If you're like me, you know exactly what you want in a
relationship. You know where you're willing to compromise or make an
exception and where you aren't. You're driven about your goals whether they be
relational, spiritual, or occupational.
If you're like me, you've heard the phrase, "You're standards are too high," quite a few times. I don't know if this phrase has had the same effect on you as it's had on me, but if I'm being transparent here the more I've heard it, the more I've begun to believe it. Whether it came from your non-single friends, older people in your life, or guys who just weren't able to meet your goals, you've had people tell you that if you don't lower your standards, you'll be single forever.
If you're like me, hearing this makes you discouraged after awhile and you've considered (even if it was just for a moment) not being so uptight about who you will allow yourself to be with.
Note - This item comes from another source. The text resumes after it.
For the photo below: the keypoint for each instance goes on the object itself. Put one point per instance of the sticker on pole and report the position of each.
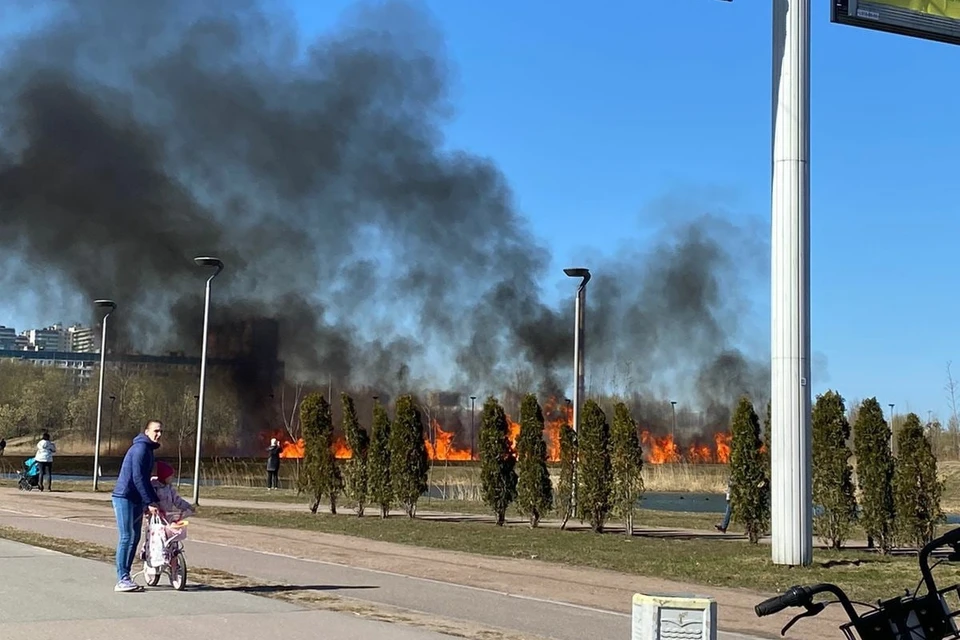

Let's be real, are there really guys out there that are still chivalrous without being asked? Are there still young men who would follow God if it took everything they had? Is there anyone else out there who really cares about getting to genuinely know somebody before making the commitment to date? If everyone else is casual-dating, why aren't you?
I'd like to clear something up for my generation when it comes to dating: having standards and having unrealistic expectations are two very different things.
The main difference that I see is that having standards is fair. Having standards means that I've spent years trying to find myself and discovering what kind of life I want to lead; it means that I'm looking for someone who I know will motivate me to continue living a step above what's "normal" these days because they desire the same thing.
Having standards does not mean that I don't accept and love anyone who doesn't live or believe the same way that I do; it means that I'm looking for someone who is willing to hold me to the same standards that I hold them to because relationships are about helping each other become better people.
I know that my standards may have kept me from finding someone for a little while, but I refuse to settle in hopes to please other people or just because I feel lonely every now and then. I'm not looking for a "bae of the week"; I want a forever kind of love that will come from all of my built up prayers over several years.
So if you're like me, I highly encourage you to take a step back and ask yourself: "Are my expectations unrealistic? Or am I simply still waiting for someone who's willing to take the road less traveled with me?"
To the girl whose standards are "too high", thank you for knowing your value; you deserve more than the world, so keep shooting for the stars.